19.07.2012

ahşaptaki su lekesi nasıl düzeltilir.. =)

önce şu başlıktaki ağırbaşlılığa dikkatinizi çekerim..
efenim.. bloğunuza nasıl çeki düzen verirsiniz'in on cevabından biri.. bu..
başlık kısa öz ve doğru olacakmış..
ataleti.. devekuşu gibi sakladığım için başlıklarım ya tuhaf ya da hatta iki nokta şeklinde ..
ama bu "kendin yap" işleri..
biraz da öğretici olduğundan bir faydamız dokunsun canıtınla benim..
hem ekonomiye hem ekolojiye hem de canı sıkılanlara diyerek bu kuralı uygulamaya karar verdim..
başlığım açıklayıcı olacak bundan sonra..

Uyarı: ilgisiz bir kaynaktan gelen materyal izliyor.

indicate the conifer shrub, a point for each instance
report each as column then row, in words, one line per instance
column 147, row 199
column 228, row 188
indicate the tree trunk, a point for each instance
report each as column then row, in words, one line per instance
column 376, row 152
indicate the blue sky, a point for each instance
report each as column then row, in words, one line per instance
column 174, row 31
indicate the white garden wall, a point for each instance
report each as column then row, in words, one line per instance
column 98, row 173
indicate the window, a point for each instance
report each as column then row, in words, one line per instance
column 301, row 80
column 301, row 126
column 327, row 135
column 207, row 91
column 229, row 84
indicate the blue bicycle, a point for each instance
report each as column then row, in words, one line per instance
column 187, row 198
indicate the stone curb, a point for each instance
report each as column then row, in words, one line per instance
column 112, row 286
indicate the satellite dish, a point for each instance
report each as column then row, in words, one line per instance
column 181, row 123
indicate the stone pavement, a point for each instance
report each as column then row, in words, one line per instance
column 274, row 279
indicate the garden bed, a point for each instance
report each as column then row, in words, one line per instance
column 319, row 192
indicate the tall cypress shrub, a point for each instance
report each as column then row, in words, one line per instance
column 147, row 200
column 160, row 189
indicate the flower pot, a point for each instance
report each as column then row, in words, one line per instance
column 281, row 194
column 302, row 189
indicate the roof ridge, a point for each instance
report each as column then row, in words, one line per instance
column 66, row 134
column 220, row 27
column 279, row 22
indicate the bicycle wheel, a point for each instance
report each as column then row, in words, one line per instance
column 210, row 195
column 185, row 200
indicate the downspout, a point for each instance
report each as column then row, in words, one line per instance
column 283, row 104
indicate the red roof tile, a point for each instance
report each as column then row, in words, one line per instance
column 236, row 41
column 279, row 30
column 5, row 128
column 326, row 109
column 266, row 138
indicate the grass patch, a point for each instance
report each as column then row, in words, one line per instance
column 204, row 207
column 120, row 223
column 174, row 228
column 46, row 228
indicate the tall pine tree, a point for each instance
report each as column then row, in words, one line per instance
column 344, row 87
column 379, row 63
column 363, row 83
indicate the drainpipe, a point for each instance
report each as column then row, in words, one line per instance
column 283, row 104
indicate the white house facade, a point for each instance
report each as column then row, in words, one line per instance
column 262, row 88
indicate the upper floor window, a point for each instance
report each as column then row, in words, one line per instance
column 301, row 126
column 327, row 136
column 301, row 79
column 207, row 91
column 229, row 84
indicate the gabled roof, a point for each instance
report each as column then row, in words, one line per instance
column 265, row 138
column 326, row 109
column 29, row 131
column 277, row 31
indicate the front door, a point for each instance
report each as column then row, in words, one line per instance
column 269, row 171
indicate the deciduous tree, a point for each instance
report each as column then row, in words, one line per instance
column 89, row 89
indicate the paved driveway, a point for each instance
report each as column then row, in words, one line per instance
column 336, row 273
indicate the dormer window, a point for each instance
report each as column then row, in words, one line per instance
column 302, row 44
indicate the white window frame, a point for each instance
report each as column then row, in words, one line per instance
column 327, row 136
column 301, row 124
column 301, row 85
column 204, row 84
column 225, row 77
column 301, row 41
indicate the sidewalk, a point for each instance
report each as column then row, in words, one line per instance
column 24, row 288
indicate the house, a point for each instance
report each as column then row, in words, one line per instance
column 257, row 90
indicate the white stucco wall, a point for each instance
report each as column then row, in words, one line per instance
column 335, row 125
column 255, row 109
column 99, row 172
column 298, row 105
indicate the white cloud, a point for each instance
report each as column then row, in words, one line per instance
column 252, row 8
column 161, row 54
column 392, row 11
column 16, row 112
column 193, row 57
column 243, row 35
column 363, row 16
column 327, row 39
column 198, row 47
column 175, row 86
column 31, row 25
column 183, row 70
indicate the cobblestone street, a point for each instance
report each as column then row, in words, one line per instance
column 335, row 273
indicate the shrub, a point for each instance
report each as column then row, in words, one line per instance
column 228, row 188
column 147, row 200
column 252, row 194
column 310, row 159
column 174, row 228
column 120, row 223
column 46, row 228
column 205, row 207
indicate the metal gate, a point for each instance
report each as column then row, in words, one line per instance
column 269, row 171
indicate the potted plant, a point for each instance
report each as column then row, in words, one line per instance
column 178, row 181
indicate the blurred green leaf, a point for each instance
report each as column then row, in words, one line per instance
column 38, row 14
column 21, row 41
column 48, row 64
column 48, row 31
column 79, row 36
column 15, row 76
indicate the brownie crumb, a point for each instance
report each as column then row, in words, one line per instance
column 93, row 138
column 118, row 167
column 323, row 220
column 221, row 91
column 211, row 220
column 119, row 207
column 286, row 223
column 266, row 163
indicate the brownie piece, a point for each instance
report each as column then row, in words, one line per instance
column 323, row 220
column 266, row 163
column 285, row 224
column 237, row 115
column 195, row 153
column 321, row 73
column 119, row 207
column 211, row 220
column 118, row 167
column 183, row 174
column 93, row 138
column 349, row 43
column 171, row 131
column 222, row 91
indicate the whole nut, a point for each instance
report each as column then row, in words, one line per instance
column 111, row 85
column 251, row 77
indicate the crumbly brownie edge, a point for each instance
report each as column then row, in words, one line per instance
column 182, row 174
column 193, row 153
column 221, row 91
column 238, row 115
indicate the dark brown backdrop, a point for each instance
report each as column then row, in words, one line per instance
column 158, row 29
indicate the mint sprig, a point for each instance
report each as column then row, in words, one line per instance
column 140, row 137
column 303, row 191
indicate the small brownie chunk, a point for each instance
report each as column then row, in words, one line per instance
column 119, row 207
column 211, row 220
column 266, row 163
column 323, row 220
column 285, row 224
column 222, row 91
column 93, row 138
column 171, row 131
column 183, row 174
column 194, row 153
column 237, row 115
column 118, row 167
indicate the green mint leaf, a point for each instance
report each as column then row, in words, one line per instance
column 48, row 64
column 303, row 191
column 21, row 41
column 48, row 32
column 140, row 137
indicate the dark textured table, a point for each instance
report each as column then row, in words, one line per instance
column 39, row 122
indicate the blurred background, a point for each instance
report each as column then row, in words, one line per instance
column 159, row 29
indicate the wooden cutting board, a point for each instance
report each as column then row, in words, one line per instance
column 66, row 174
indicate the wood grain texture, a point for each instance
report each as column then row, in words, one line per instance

ikinci kural da içeriğin başlığı yansıtması.. dolu dolu olması..
üçüncü de fotoğraflar.. bol bol ve güzel güzel fotolar olsun deniyor..
güzel midir bilmem ama fotosuz yöntem öğretmek zaten zor iş..
o yüzden bol bol fotomuz da hazır.. =)..

saimehanımın çıtçıt dolabı.. kenarda duruyor..du hala..
hatırlarsınız pazar günü zımpara yapmıştım.. ve beyaz lekelerle başım dertte idi..

mobilyalar yapılırken..
ahşabın güzel bir renge ulaşması için onlara bir renklendirici sürülür önce.. maundur cevizdir.. ton tondur bunlar.. böylece damarları daha güzel görünür..
üzerine de kullanım kolaylığı leke tutmazlık amacıyla vernik.. mum cila benzeri bir tabaka atılır..
bazı ürünler hem renklendirici hem de vernik içerir..

işte bu moilyaların koruyucu tabakası gözle görülmeyen ince çizikler nedeniyle bir süre sonra su geçirmezliklerini kaybetmeye başlarlar..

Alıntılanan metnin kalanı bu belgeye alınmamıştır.